Monday, 11 July 2016: 14:34
Location: Hörsaal 45 (Main Building)
Oral Presentation
Lorenzo D'ORSI, bicocca, university of milan, Italy
This paper is based on an ethnographic research about Turkish leftist revolutionaries and their families. It analyses different memory frames regarding the 1980-1983 military coup, a watershed that changed the political, cultural and economic features of Turkey. Former revolutionaries continue to denounce the violencethey suffered, contrasting an official history where they are represented as enemy of the country. Nevertheless, the Turkish memory field is far from being a hegemonic-resistance opposition, because counterhegemonic memories are characterized by a plurality of configurations. Also in Turkey Transitional Justice, talk therapy and the paradigm of trauma and PTSD spread, in the wake of contemporary global trends and in addition to the martyrdom and fighter pattern characterizing the Turkish left and defining a specific interplay between memory and politics.

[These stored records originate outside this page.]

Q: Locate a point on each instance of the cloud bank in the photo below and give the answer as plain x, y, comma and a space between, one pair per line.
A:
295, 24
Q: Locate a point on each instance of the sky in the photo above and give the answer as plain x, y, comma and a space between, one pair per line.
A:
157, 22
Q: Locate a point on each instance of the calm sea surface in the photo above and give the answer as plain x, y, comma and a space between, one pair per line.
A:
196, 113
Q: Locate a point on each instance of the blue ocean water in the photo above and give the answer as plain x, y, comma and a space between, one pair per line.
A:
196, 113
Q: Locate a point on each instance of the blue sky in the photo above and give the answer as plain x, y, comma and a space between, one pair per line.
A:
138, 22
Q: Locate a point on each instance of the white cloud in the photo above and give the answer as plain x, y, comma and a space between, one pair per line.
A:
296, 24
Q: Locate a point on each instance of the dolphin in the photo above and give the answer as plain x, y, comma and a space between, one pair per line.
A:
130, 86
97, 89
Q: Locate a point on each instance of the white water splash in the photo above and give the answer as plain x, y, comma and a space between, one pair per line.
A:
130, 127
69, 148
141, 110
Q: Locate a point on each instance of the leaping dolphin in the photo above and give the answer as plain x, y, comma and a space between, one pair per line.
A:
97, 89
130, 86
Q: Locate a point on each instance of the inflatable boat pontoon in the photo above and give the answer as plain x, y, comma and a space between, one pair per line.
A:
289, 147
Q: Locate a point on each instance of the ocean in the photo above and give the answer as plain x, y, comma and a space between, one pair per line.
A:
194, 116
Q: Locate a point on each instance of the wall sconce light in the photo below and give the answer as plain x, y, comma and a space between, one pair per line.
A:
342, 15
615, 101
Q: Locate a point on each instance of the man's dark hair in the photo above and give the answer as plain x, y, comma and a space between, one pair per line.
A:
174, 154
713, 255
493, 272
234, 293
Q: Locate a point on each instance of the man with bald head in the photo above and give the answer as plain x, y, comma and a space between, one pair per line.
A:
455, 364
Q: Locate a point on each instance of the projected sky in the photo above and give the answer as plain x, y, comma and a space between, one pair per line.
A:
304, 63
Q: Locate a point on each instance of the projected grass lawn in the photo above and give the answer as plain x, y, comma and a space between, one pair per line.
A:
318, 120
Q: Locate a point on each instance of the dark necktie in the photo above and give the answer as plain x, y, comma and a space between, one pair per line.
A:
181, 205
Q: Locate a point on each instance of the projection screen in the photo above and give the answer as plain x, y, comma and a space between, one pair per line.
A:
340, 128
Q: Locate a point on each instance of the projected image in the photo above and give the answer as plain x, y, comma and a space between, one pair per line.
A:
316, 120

By presenting themselves as neutral and technical, these categories establish supposed appropriate ways of remembering, in public and in private space, and often classify memories that are not expressed through psychological language as “abuses of memory”. Collective self-narratives, emotions like suffering, and daily practices like silence are common behaviour among former revolutionaries and make sense within the moral economy of the “fighter”. The latter underlies ideas of personhood and selfhood that are quite different from the model of the “silence of survivor” suggested by the increasingly diffused paradigm of trauma.  The idiom of trauma is a poietic language that changes the reality it aims to describe fostering a model of westernized and individualized selfhood and influences the familial dynamics and intergenerational memory transmission.